Back in mid-February, UBS raised India’s rating to Overweight post demonetisation trends which were beginning to improve, and earnings estimates which looked like hitting the bottom. The valuations were also looking the least high, relative to Asia ex-Japan, since PM Modi was elected in 2014.
“The downgrade is more reflective of India’s valuation relative to the region. In emerging markets, we are seen positive earnings momentum, but in India, we are still seeing earnings cut,” Gautam Chhaochharia, Head of India Research, UBS said in an interview with CNBC-TV18.Bonaz Capital
“We still haven’t changed our Nifty target. Out base case still remains at 8,800 while our upside case is 9,700 which in absolute terms means that we don’t see any more upside in markets for current levels,” he said.
Commenting on the midcaps, Chhaochharia said the relative valuations between the midcap and largecaps is off the charts even when we compare it with 2007, 2008 levels, supported by a recovery in the Indian economy and domestic flows. The risk-to-reward is still not attractive in midcaps.
What’s changed?
The valuations have re-rated somewhat, and economics team sensex erases opening gains nifty hovers around 9650 stocks dragUBS no longer expects the central bank to ease monetary conditions again this year.

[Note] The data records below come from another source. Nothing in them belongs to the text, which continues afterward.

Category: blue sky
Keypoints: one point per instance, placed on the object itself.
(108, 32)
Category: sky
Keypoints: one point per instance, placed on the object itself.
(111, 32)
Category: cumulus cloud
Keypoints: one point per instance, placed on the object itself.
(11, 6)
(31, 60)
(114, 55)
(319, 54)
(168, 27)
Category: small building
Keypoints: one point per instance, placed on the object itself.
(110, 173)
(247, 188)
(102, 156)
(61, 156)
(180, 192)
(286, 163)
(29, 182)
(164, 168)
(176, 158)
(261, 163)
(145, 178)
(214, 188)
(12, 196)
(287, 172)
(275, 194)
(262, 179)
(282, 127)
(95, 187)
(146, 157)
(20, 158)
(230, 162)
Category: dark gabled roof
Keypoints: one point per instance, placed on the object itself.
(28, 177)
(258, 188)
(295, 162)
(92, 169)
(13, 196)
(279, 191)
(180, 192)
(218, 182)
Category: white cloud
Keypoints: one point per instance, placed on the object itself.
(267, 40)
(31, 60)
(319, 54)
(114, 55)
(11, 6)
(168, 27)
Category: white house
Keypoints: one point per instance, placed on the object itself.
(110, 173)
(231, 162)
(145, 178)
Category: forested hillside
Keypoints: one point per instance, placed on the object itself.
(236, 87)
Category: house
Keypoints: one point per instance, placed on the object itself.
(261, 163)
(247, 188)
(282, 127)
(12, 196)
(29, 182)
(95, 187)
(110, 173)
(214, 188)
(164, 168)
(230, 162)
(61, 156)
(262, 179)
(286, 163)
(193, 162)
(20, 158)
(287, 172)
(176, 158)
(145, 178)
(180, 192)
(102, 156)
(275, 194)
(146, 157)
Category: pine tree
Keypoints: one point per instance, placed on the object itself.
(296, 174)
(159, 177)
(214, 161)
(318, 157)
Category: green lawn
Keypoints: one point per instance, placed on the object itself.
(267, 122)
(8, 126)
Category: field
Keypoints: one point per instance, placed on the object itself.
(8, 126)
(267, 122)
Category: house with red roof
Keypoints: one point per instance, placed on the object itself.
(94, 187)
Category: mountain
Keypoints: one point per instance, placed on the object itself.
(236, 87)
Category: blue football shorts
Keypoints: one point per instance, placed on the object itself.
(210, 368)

The Reserve Bank of India’s (RBI) Monetary Policy Committee kept the key policy rate unchanged at 6.25 percent for the fourth time in a row. However, RBI reduced the Statutory Liquidity Ratio (SLR) of all banks to 20 percent from 20.50 percent of their net deposits from the fortnight starting June 24.
“India no longer looks so attractive, though much of this on the thematic side is down to the impact of demonetisation negatively impacting earnings in calendar 2018 versus this year’s bounce back,” said the UBS report.
“Unfortunately, however, the valuation expansion in India has taken the country back to looking less attractive on our fundamental framework,” it said.
“We take it back to neutral for now, though recognise that a big slowing in the rate of upgrades in the more cyclical parts of the region will inevitably draw attention back to India’s better structural story,” said the UBS report.